The team was eventually sold to a Birmingham, Alabama, ownership group. Upon the folding of the IHL, the ownership relocated the Matadors' franchise and bought the rights to the Cincinnati Cyclones name that had been used since 1992. On July 16, 2001, it was confirmed that the new Cyclones franchise would start play as an ECHL team during the 2001–02 season.

==Transactions==
- 05/19/98 - Matadors name Terry Christensen head coach.
- 10/21/98 - Matadors transfer defenseman Thom Cullen from the 10-day to the 14-day injured reserve; Matadors place forward Jan Jas on the 10-day injured reserve.
- 10/25/98 - Matadors sign defenseman Dennis Wood to PTO contract sun-sentinel.com/transactions.
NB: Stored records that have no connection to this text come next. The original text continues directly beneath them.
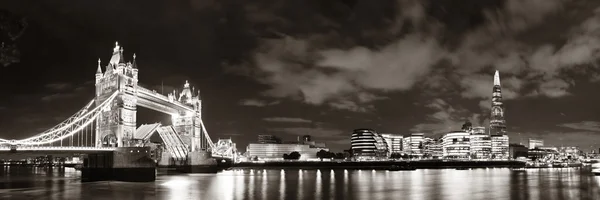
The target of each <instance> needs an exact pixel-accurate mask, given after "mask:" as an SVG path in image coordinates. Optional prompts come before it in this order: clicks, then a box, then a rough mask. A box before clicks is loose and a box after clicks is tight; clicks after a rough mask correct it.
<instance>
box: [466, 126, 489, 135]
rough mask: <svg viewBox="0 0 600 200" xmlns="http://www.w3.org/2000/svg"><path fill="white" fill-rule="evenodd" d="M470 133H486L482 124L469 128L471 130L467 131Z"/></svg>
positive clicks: (472, 133) (476, 134)
mask: <svg viewBox="0 0 600 200" xmlns="http://www.w3.org/2000/svg"><path fill="white" fill-rule="evenodd" d="M469 133H470V134H471V135H487V133H486V132H485V127H483V126H476V127H473V128H471V131H470V132H469Z"/></svg>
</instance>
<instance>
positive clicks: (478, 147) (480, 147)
mask: <svg viewBox="0 0 600 200" xmlns="http://www.w3.org/2000/svg"><path fill="white" fill-rule="evenodd" d="M470 138H471V139H470V145H471V158H472V159H489V158H490V156H491V154H492V138H491V137H490V136H489V135H487V134H485V128H484V134H480V133H474V132H472V133H471V135H470Z"/></svg>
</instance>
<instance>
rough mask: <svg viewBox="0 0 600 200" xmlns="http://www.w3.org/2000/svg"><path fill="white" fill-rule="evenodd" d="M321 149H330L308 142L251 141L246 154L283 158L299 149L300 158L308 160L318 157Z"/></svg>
mask: <svg viewBox="0 0 600 200" xmlns="http://www.w3.org/2000/svg"><path fill="white" fill-rule="evenodd" d="M320 150H325V151H329V149H327V148H316V147H311V146H310V145H307V144H273V143H250V144H248V147H247V148H246V155H247V156H248V157H250V158H253V157H257V158H258V159H260V160H283V154H290V153H292V152H294V151H297V152H298V153H300V160H307V159H316V158H317V152H319V151H320Z"/></svg>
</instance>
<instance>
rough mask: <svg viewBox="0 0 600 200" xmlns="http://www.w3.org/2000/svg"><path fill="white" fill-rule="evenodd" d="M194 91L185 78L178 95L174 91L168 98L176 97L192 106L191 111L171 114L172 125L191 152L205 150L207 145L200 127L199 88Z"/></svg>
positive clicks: (199, 95)
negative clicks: (182, 85)
mask: <svg viewBox="0 0 600 200" xmlns="http://www.w3.org/2000/svg"><path fill="white" fill-rule="evenodd" d="M194 93H195V91H194V89H193V88H190V84H189V82H188V81H187V80H186V81H185V84H184V85H183V90H182V91H181V93H180V94H179V97H177V94H176V92H175V91H173V93H172V94H169V99H174V100H175V99H176V100H177V101H179V102H181V103H183V104H185V105H187V106H190V107H193V108H194V111H193V112H190V111H187V112H180V113H178V114H173V115H172V122H173V127H174V128H175V130H176V131H177V133H179V134H180V137H181V139H182V140H183V142H184V143H185V144H186V145H187V146H188V148H189V149H190V151H192V152H195V151H198V150H207V149H208V146H209V145H208V143H207V140H206V137H205V134H204V132H203V129H202V100H201V99H200V90H198V93H197V94H196V95H194Z"/></svg>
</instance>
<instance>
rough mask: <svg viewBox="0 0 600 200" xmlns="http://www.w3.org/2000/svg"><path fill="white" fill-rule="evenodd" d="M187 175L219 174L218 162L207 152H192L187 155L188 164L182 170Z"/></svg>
mask: <svg viewBox="0 0 600 200" xmlns="http://www.w3.org/2000/svg"><path fill="white" fill-rule="evenodd" d="M181 170H182V171H183V172H185V173H217V172H218V171H219V167H218V166H217V161H216V160H215V159H214V158H213V157H212V155H211V154H210V152H207V151H192V152H189V153H188V155H187V162H186V164H185V165H184V166H183V168H182V169H181Z"/></svg>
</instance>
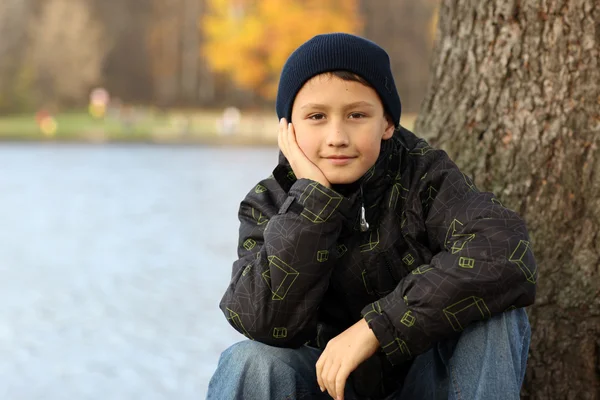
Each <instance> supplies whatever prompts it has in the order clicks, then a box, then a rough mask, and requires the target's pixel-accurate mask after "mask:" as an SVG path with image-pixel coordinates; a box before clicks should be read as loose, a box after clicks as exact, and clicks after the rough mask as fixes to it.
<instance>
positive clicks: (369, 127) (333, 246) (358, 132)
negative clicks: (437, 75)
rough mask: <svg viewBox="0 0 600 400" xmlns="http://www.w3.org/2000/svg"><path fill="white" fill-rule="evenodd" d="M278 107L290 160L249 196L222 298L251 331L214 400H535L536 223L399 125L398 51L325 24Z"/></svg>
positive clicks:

- 11/05/98 - Matadors activate Thom Cullen from 14-day injured reserve
- 11/15/98 - Matadors suspend center/left wing Mike Sancimino
- 12/08/98 - Matadors trade defenseman Wes Swinson and forward Mike Sancimino to Tallahassee Tiger Sharks for the rights to forward Dan Lupo
- 12/12/98 - Matadors waive forward Kevin Powell
- 01/16/99 - Matadors suspend defenseman Kelly Hultgren
- 02/05/99 - Matadors sign defenseman Eon MacFarlane; Matadors place center Jon Finstrom on waivers
- 02/11/99 - Matadors place center Andrew Long on 10-day injured reserve.
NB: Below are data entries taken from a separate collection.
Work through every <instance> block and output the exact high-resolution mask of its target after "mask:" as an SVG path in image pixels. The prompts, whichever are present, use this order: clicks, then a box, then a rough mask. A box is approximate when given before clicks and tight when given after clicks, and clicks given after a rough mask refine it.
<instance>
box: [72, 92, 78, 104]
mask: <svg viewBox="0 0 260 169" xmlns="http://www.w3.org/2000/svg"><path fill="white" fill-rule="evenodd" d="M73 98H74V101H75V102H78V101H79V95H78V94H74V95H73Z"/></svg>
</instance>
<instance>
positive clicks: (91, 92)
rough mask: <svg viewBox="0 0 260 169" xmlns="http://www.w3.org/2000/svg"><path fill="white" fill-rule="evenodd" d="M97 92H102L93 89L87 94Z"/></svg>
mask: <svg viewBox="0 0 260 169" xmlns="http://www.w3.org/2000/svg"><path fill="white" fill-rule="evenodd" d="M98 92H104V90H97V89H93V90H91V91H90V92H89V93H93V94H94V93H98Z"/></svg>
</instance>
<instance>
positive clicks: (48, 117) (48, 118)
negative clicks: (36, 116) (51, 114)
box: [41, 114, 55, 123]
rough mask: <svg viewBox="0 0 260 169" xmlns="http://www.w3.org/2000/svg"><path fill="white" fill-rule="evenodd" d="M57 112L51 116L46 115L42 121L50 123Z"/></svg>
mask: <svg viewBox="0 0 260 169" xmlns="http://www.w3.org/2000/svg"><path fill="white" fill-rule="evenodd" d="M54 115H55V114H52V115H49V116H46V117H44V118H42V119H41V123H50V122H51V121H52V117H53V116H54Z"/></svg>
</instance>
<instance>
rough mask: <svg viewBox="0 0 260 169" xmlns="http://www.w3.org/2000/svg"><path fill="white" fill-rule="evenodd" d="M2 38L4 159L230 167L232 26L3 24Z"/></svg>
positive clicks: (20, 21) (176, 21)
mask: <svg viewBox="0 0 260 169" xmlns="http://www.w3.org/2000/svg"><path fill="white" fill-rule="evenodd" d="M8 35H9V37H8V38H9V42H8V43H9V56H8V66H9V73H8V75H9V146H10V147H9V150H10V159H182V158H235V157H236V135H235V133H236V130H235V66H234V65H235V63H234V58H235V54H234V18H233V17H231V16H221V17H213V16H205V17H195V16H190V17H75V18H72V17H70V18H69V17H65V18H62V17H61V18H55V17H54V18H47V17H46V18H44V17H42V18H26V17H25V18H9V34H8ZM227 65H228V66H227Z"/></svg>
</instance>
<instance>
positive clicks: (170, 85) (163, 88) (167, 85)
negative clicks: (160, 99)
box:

- 03/10/99 - Matadors sign Jed Fiebelkorn
- 03/14/99 - Matadors activate John Badduke from injured reserve
- 03/24/99 - Matadors sign forward Jason Carriere
- 03/29/99 - Matadors sign forward Matt Redmond

==Notable personnel==
- Reijo Ruotsalainen - Former defenseman who was a two-time Stanley Cup winner with the Edmonton Oilers prior to his arrival to the Matadors. Ruotsalainen was the Matadors' assistant coach.
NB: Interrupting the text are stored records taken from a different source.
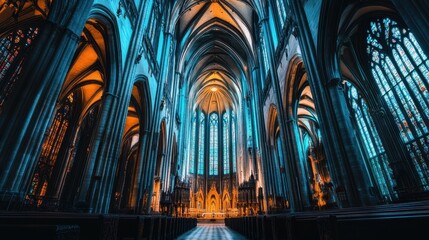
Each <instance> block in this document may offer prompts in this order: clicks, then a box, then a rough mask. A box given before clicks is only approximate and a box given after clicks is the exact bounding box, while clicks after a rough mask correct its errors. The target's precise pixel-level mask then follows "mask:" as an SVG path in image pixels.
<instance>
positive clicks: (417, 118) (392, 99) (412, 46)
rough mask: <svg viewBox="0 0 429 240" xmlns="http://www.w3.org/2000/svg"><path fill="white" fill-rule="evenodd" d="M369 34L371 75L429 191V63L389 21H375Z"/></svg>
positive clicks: (381, 19) (414, 166)
mask: <svg viewBox="0 0 429 240" xmlns="http://www.w3.org/2000/svg"><path fill="white" fill-rule="evenodd" d="M367 34H368V35H367V53H368V55H369V57H370V67H371V73H372V75H373V77H374V79H375V81H376V83H377V85H378V88H379V89H380V92H381V95H382V97H383V99H384V100H385V101H386V104H387V106H388V108H389V110H390V112H391V113H392V115H393V117H394V120H395V122H396V124H397V126H398V128H399V131H400V134H401V139H402V141H403V142H404V144H405V145H406V148H407V150H408V152H409V154H410V157H411V159H412V162H413V165H414V167H415V169H416V171H417V173H418V175H419V178H420V181H421V184H422V186H423V188H424V189H425V190H429V186H428V184H429V169H428V166H427V164H428V161H429V130H428V127H427V125H428V123H429V107H428V106H429V93H428V90H427V89H428V86H429V60H428V59H427V56H426V54H425V53H423V51H422V49H421V47H420V45H419V43H418V42H417V40H416V39H415V37H414V35H413V34H412V33H411V32H410V31H409V30H408V29H407V28H405V27H402V26H400V25H399V24H398V23H397V22H396V21H394V20H392V19H390V18H382V19H377V20H374V21H372V22H371V23H370V26H369V29H368V31H367Z"/></svg>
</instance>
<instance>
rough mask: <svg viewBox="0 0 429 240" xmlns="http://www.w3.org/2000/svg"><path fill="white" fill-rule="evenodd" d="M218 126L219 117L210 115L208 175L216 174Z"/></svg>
mask: <svg viewBox="0 0 429 240" xmlns="http://www.w3.org/2000/svg"><path fill="white" fill-rule="evenodd" d="M218 124H219V116H218V115H217V113H212V114H211V115H210V160H209V170H210V171H209V173H210V175H217V174H218V162H219V159H218V148H219V144H218Z"/></svg>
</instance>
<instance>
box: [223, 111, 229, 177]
mask: <svg viewBox="0 0 429 240" xmlns="http://www.w3.org/2000/svg"><path fill="white" fill-rule="evenodd" d="M229 150H230V149H229V121H228V113H227V112H225V113H224V114H223V174H229Z"/></svg>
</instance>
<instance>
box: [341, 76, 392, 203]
mask: <svg viewBox="0 0 429 240" xmlns="http://www.w3.org/2000/svg"><path fill="white" fill-rule="evenodd" d="M344 89H345V94H346V97H347V99H348V106H349V110H350V112H351V113H352V116H353V118H354V123H355V125H356V128H357V131H358V133H359V138H358V139H359V142H360V145H361V147H362V148H363V152H364V153H365V156H366V159H367V163H366V164H367V166H368V167H369V171H370V175H371V177H372V179H373V181H374V182H375V184H376V185H377V188H378V190H379V192H380V195H381V196H380V197H381V198H382V200H384V201H392V200H393V199H395V198H397V193H396V191H395V190H394V186H395V185H396V183H395V181H394V179H393V172H392V169H391V168H390V166H389V161H388V159H387V155H386V152H385V150H384V147H383V145H382V143H381V140H380V137H379V135H378V132H377V130H376V128H375V125H374V122H373V120H372V117H371V116H370V115H369V110H368V106H367V105H366V102H365V100H364V99H363V98H362V96H361V95H360V94H359V93H358V91H357V89H356V88H355V87H354V86H353V85H352V84H351V83H350V82H345V83H344Z"/></svg>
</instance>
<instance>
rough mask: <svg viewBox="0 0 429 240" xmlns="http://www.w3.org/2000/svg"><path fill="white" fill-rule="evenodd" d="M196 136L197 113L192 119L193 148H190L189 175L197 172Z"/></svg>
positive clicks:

- Wes Swinson - Former Hartford Whalers draft pick, Swinson was named the first captain in Matadors' history on October 16, 1998
- Brent Belecki - Starting goaltender of the Matadors. Belecki was named ECHL Rookie Of The Week once and Goaltender Of The Week on back to back weeks. Belecki had a 50 save victory in Miami's final home game.
- Terry Lindgren - Only player in Matadors' history to be named to the ECHL All-Star game.
- Lance Ward - former first round draft pick of the Florida Panthers, Ward would play 6 games with the Matadors. Ward would later go on to play over 200 games with the Panthers and the Mighty Ducks of Anaheim of the NHL.